Das Phänomen des Betrugs im Staatsblatt ist eine bösgläubige Praktik, bei der die Strukturen juristischer Personen durch die Veröffentlichung von Urkunden in den Anlagen des Belgischen Staatsblattes missbraucht werden.

Beispiele für Betrug im Staatsblatt sind:

  • die Verlegung der Adresse des Sitzes einer juristischen Person nach der Adresse einer mit dieser juristischen Person nicht verbundenen Person;
  • die Ernennung einer Person zum Verwalter einer juristischen Person ohne deren Mitwissen.
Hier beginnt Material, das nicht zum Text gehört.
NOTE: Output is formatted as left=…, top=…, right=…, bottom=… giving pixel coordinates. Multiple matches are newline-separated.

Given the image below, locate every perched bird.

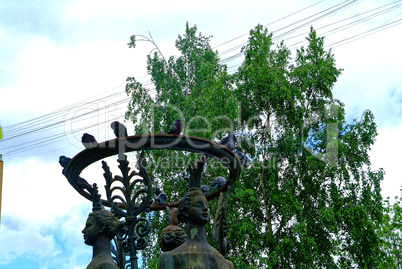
left=211, top=177, right=227, bottom=191
left=233, top=149, right=250, bottom=168
left=168, top=119, right=183, bottom=135
left=201, top=185, right=211, bottom=195
left=221, top=132, right=237, bottom=151
left=77, top=177, right=92, bottom=190
left=59, top=155, right=71, bottom=175
left=81, top=133, right=98, bottom=149
left=59, top=155, right=92, bottom=189
left=155, top=188, right=167, bottom=205
left=59, top=155, right=71, bottom=168
left=110, top=121, right=128, bottom=138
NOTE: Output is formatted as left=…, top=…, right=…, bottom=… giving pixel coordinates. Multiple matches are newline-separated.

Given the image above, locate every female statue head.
left=177, top=187, right=209, bottom=226
left=82, top=209, right=119, bottom=246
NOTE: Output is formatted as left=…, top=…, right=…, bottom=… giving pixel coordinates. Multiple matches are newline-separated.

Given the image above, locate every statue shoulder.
left=157, top=251, right=174, bottom=269
left=87, top=253, right=119, bottom=269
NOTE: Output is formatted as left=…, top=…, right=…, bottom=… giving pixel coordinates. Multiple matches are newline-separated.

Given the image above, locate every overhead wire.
left=0, top=0, right=402, bottom=154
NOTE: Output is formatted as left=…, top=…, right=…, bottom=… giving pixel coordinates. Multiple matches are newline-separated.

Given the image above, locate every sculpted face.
left=82, top=215, right=99, bottom=246
left=188, top=195, right=209, bottom=226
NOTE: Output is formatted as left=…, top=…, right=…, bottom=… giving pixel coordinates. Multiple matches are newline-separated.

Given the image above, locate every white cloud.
left=370, top=126, right=402, bottom=199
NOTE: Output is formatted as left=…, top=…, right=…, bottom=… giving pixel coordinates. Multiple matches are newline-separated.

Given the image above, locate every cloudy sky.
left=0, top=0, right=402, bottom=269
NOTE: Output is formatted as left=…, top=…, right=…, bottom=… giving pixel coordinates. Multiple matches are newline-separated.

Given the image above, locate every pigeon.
left=110, top=121, right=128, bottom=138
left=201, top=185, right=211, bottom=195
left=59, top=155, right=71, bottom=175
left=81, top=133, right=98, bottom=149
left=155, top=188, right=167, bottom=205
left=220, top=132, right=237, bottom=151
left=211, top=177, right=227, bottom=191
left=59, top=155, right=92, bottom=189
left=233, top=149, right=250, bottom=168
left=59, top=155, right=71, bottom=168
left=168, top=119, right=183, bottom=135
left=77, top=177, right=92, bottom=190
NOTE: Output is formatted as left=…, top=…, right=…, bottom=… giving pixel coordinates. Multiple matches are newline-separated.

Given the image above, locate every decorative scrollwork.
left=102, top=152, right=152, bottom=268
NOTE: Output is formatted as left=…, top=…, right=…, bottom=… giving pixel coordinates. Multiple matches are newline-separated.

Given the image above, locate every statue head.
left=82, top=209, right=119, bottom=246
left=177, top=187, right=209, bottom=226
left=161, top=225, right=187, bottom=251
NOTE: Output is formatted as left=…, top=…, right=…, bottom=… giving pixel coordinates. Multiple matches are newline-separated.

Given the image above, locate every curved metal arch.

Wenn Betrug festgestellt wird, obliegt es zunächst der Staatsanwaltschaft, die Ermittlung und Verfolgung einzuleiten. Bei Betrugsverdacht können Sie Beschwerde bei den Polizeidiensten einreichen oder sich beim Sekretariat der Staatsanwaltschaft des Prokurators des Königs als geschädigte Person melden.

Sie können auch bei der Zentralen Datenbank der Unternehmen beantragen, dass eine betrügerische Eintragung als Verwalter oder einer Adresse gestrichen wird, vorausgesetzt, dass Begründungsunterlage vorgelegt werden.